There are two women we get to know at some length, and then there’s the female tourists on the ship. The first woman is Zeno’s wife Helene. She is painted as a superficial, spiteful woman, interested in material values beyond everything else. She’s portrayed as unhappy: unhappy about Zeno’s obsession, unhappy about his academic income, unhappy about the cheap trips abroad they take together, unhappy about the apartment and possessions they can afford. On a trip to Spain, Zeno and Helene cannot be happy about the same things, and the narrator Zeno puts his now ex-wife into her place by placing a lesson on humility at the end of his account of the Spain trip. There’s no intimacy or passion between the two. The other woman we get to know is Zeno’s current girlfriend Paulina, who works on the ship and with whom he has a torrid relationship that lasts just as long as the cruise. Am attempt to continue the relationship beyond the ship has failed because Paulina and Zeno find each other boring when exposed for a long time. His treatment of her is a bit condescending and it somehow includes awkwardly written sex scenes, just to somehow drive home the image of her as a loving but temporary sex kitten. Zeno’s discussion of the female lecturers and tourists are similarly condescending. He may be aware of a broad swath of social issues, but his own sexism clearly escapes him. It is due to the masterful art of Trojanow that our attention is directed towards that subject. It’s implicit in the descriptions but his narrator is not aware of it. Without broaching the question of intentionality, it’s still not clear how central this aspect is to the book, how much it is supposed to tie into its other questions and concerns. I have a tendency to assume that books I generally like use prejudice as active elements rather than say that these books are racist or misogynist. In this case, the background of antarctic exploration justifies, I think, this charitable reading.

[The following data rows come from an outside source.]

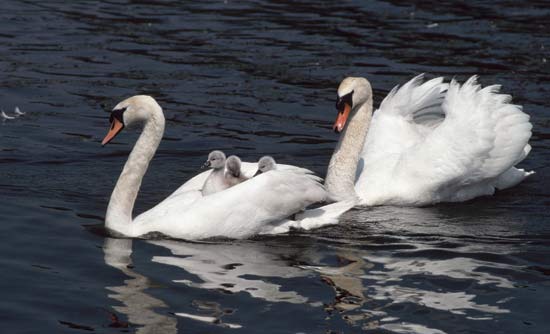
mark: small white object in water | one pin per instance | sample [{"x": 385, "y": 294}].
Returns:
[
  {"x": 5, "y": 116},
  {"x": 18, "y": 112}
]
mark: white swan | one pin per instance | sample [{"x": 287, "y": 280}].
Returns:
[
  {"x": 429, "y": 142},
  {"x": 243, "y": 210},
  {"x": 265, "y": 164}
]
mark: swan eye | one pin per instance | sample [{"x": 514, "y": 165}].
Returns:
[{"x": 117, "y": 114}]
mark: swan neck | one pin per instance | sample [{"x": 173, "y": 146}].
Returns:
[
  {"x": 341, "y": 174},
  {"x": 121, "y": 204}
]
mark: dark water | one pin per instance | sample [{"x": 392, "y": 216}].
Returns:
[{"x": 255, "y": 78}]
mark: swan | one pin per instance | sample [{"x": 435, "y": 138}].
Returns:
[
  {"x": 265, "y": 164},
  {"x": 246, "y": 209},
  {"x": 428, "y": 142},
  {"x": 225, "y": 173}
]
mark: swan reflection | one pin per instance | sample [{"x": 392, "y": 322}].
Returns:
[
  {"x": 138, "y": 306},
  {"x": 366, "y": 283},
  {"x": 233, "y": 268}
]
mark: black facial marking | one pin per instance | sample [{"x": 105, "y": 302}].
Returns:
[
  {"x": 117, "y": 114},
  {"x": 342, "y": 100}
]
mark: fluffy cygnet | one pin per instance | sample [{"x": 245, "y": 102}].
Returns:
[
  {"x": 233, "y": 173},
  {"x": 215, "y": 181},
  {"x": 225, "y": 174}
]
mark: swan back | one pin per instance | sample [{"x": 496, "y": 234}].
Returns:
[
  {"x": 265, "y": 164},
  {"x": 233, "y": 174}
]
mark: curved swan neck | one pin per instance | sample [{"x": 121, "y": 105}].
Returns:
[
  {"x": 121, "y": 204},
  {"x": 342, "y": 169}
]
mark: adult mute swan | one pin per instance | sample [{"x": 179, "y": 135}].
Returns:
[
  {"x": 427, "y": 143},
  {"x": 252, "y": 207}
]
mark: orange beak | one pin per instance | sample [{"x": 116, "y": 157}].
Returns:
[
  {"x": 341, "y": 118},
  {"x": 116, "y": 126}
]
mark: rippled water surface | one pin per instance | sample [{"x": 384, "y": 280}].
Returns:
[{"x": 254, "y": 78}]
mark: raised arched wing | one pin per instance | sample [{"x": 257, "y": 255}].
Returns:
[
  {"x": 237, "y": 212},
  {"x": 404, "y": 118}
]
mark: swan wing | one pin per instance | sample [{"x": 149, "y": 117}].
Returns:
[
  {"x": 237, "y": 212},
  {"x": 405, "y": 117},
  {"x": 481, "y": 137}
]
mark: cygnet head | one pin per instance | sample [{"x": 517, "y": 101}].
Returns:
[
  {"x": 216, "y": 160},
  {"x": 265, "y": 164},
  {"x": 136, "y": 109},
  {"x": 233, "y": 166},
  {"x": 352, "y": 93}
]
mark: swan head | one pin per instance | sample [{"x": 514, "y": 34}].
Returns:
[
  {"x": 265, "y": 164},
  {"x": 233, "y": 166},
  {"x": 216, "y": 160},
  {"x": 136, "y": 109},
  {"x": 353, "y": 92}
]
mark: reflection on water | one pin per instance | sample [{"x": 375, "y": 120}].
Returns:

GetImageIn EisTau, I think, there’s a broad discussion of masculinity and destruction. Exploration and destruction, we learn are connected, and Zeno himself, once pushed hard enough, decides on being destructive. The history of antarctic exploration, for a long time, was a history of men doing manly things. Men enduring pain, men persevering, men rivaling other men. The first woman to set foot in the Antarctic didn’t do so until 1935, and she was the wife of the captain of a whaling ship. This is not due to a lack of interest of women in exploration. In fact, women wrote a rather famous letter to Shackleton in 1914 and Shackleton declined because there were “no vacancies for the opposite sex”. As in many other areas dominated by men, women’s absence is not due to female disinterest, but due to men imagining and enforcing gender roles, something that continues to this day, as the harassment of female participants in the programming and gaming culture proves. This separatist mindset also fits the broader mindset regarding nature. As the great ecologist William Cronin suggested, we live with the cultural paradigms established by nature writing, including travelogues, which provide an account of nature as something separate and apart from human beings, and this criticism includes ecologists as well as writers celebrating the use and exploitation. The novel, by offering us a closed, fixed (in the page of a notebook) story, which it undercuts, asks us to establish alternative narratives. There’s a quiet line that connects Trojanow’s work to stories like Ursula K. LeGuin’s “Sur”, her story about female adventurers who reach the south pole before Shackleton in a privately finded expedition in 1909. Their “desire was pure as the polar snows: to go, to see – no more, no less.“ The lack of such counter narratives in the book itself contributes to the desperation. Zeno has no solutions, only anger and frustration and at no point does he manage to look past his known points of reference for other ideas. This, one suspects, is the call to arms of Trojanow the activist. Write and think solutions, offer counter narratives, understand the urgency of the desperation and challenge it. Trojanow’s writing is full of ellipses, and he uses every part of the novel to his advantage, creating multiple narrative spaces. Ilija Trojanow is a very good writer and EisTau is a very good novel. Go read it, but do it carefully, look into the spaces between and below the language.